Google Cloud (Alphabet) – Spending $85 billion in capex in 2025. Top 3 global tenant. Builds its own data centres and leases from REITs.
Other AI Tenants
Meta (building for AI and social media), Oracle Cloud, Alibaba Cloud (largest hyperscaler in Asia), Apple (1,500 MW of global data centre capacity), Tencent Cloud (Chinese), Huawei Cloud (China-backed), CoreWeave (AI-specialist cloud provider), VAST Data, Cerebras Systems (ultra-fast inference hardware dedicated to AI), IBM Cloud, DeepSeek (China – lower-cost), xAI (Musk’s AI group), OpenAI (massive AI developer now building trillion-dollar-class data centres and infrastructure), Inflection AI, Anthropic (AI lab leasing high-density AI-ready data centre space), Mistral AI (France), SoftBank / Stargate Project ($500 billion Stargate project with OpenAI and Oracle).
Other customers for data centres include business and government – some of the biggest are US financial firms (Goldman Sachs, JPMorgan, etc.) and government and defence contractors, plus corporates like Netflix, Zoom, Epic Games, Tencent.
The Long Game in Data Centres
AI server demand is doubling every year. Power is the new bottleneck for data centres. That makes it hard to enter the market.
It is amazing – here we are worrying about share prices on a daily basis – meanwhile, the companies we are worrying about are building out infrastructure on 10, 20, 50-year horizons. They simply couldn’t care about the share price today. Maybe we shouldn’t either. The Man in the Moon, objective, obvious recommendation, is “Buy on weakness for the long term”.
GMG and NXT are the best data centre exposures in Australia and, as such, offer two “AI plays”. Which is why we hold GMG and NXT in the Marcus Today Growth Portfolio.
Get the Full Picture
Find out how GMG and NXT fit into our Growth Portfolio and why data centres are one of the most powerful long-term growth stories.
AI Summary of Data Centre Exposures on the ASX
NextDC (ASX: NXT)
- Overview: Australia’s largest listed pure-play data centre operator.
- As of 2024, operates 13 data centres across major cities including Sydney, Melbourne, Brisbane, Perth, and Canberra.
- Raised AUD 1.32 billion in 2024 to accelerate expansion in Sydney and Melbourne.
Goodman Group (ASX: GMG)
- Overview: Industrial REIT pivoting aggressively into the data centre sector.

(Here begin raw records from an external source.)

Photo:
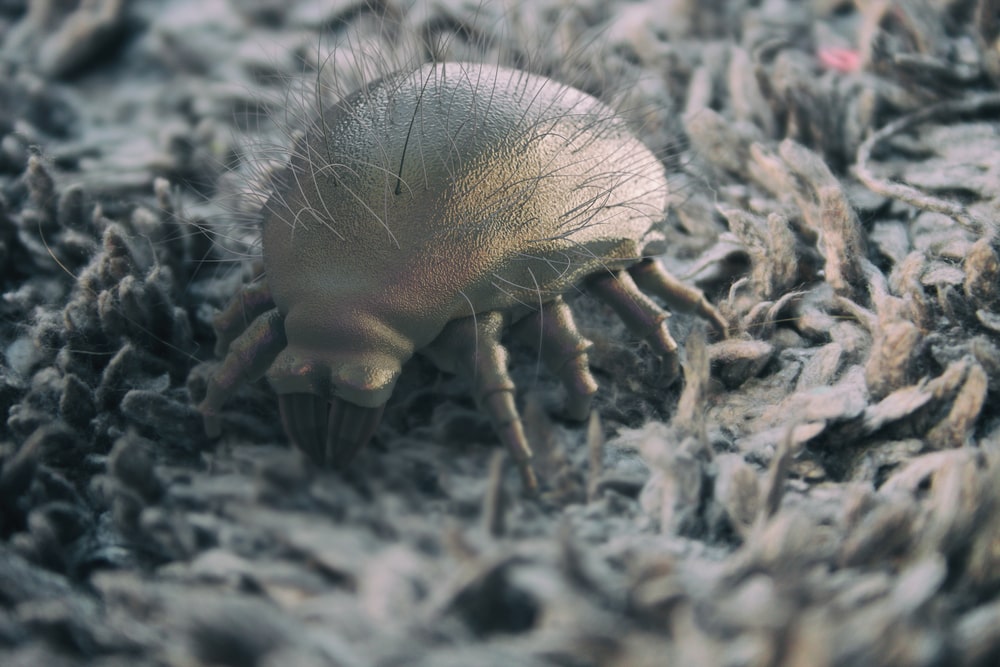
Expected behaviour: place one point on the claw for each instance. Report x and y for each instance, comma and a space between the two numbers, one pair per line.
331, 434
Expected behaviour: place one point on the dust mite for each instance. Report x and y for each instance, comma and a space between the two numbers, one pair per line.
430, 212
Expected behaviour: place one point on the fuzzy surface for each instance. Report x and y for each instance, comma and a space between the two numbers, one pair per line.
822, 489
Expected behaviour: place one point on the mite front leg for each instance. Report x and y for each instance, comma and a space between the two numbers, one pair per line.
471, 347
246, 306
639, 313
651, 277
249, 357
552, 331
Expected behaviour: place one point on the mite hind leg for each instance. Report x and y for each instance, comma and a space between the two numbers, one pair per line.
563, 349
650, 276
639, 313
246, 306
471, 347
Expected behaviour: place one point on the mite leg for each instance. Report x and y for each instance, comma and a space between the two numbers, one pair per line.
639, 313
471, 347
564, 351
651, 277
246, 306
248, 358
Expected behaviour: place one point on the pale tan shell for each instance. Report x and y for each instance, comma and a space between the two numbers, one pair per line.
454, 200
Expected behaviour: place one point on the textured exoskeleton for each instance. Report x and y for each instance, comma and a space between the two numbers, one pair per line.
430, 212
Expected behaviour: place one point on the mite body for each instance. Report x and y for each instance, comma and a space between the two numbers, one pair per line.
430, 212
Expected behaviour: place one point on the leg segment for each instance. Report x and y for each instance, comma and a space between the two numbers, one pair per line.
641, 315
564, 351
471, 347
651, 277
249, 303
248, 358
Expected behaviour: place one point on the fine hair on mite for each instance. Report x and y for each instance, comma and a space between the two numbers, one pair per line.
438, 200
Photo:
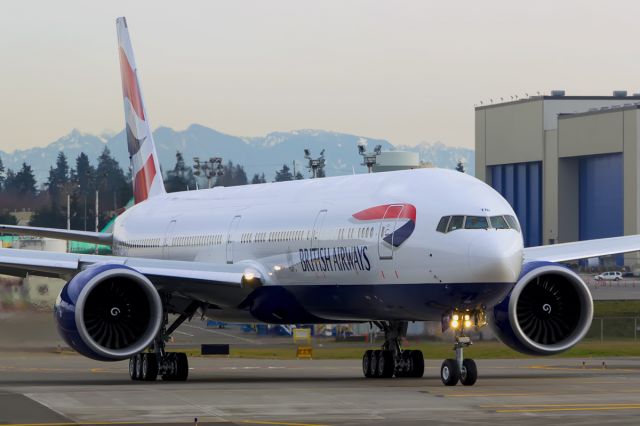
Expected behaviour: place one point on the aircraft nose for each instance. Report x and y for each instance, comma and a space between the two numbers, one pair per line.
496, 256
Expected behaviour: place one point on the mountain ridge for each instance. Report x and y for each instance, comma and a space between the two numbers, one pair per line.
258, 154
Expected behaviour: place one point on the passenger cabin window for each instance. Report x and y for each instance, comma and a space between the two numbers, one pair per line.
476, 222
442, 225
499, 222
455, 223
513, 223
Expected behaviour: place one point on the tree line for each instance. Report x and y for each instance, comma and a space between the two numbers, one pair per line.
80, 181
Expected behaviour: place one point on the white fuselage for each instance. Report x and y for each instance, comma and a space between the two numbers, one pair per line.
305, 233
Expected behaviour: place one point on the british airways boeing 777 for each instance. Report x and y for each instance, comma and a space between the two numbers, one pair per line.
385, 248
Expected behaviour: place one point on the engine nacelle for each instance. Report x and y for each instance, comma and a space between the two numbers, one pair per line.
549, 310
109, 312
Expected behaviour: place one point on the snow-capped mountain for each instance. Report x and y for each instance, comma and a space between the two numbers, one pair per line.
264, 154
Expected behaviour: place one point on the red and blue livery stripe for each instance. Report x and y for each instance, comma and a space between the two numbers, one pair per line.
395, 212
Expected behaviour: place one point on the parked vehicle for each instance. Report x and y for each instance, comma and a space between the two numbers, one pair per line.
609, 276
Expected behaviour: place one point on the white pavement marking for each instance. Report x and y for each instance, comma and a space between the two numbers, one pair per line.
244, 339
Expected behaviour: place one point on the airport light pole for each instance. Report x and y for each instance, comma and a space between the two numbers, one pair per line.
369, 159
209, 169
315, 164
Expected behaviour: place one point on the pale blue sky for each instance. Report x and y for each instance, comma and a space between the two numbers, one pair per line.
408, 71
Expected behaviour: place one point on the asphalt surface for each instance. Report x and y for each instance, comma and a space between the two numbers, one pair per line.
48, 389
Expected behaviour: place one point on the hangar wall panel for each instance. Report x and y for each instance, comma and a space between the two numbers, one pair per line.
521, 185
514, 133
481, 161
601, 196
550, 187
591, 134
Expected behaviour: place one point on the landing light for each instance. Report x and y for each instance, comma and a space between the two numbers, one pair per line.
460, 321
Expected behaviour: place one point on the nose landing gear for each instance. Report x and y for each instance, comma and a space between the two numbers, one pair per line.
391, 360
460, 369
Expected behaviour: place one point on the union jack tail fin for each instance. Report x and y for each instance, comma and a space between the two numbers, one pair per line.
147, 177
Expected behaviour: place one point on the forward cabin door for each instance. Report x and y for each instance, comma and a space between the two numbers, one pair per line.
317, 228
168, 239
232, 237
388, 225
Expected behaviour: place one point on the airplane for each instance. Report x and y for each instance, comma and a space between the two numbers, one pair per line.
386, 248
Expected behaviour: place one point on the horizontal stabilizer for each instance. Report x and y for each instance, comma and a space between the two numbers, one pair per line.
60, 234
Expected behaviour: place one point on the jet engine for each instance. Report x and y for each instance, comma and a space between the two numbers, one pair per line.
109, 312
548, 311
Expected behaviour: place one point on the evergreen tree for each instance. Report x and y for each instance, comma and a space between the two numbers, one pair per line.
181, 177
83, 176
7, 218
239, 176
2, 178
284, 174
258, 179
58, 177
10, 181
22, 183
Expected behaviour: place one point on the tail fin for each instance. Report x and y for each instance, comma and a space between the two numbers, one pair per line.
147, 177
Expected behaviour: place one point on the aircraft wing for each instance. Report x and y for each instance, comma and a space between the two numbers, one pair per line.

- Working on a AUD 10 billion data centre development program, backed by a massive AUD 4 billion equity raise.
- Knight Frank explicitly cites Goodman as a key ASX player to capture data centre growth.
Infratil (ASX: IFT)
- Overview: Infrastructure investor with diversified holdings.
- Owns 48% of CDC Data Centres, the largest private data centre operator in Australia and New Zealand.
- CDC is expanding rapidly, valued at ~AUD 17 billion after major institutional investments.
Macquarie Technology Group (ASX: MAQ)
- Overview: Formerly Macquarie Telecom Group – provides telecoms, cloud, colocation, and data centre services.
- Operates five Intellicentre data centres in Sydney and Canberra, and is building the AI-ready IC3 Super West facility.
- Its facilities are certified under the federal government’s strategic hosting framework.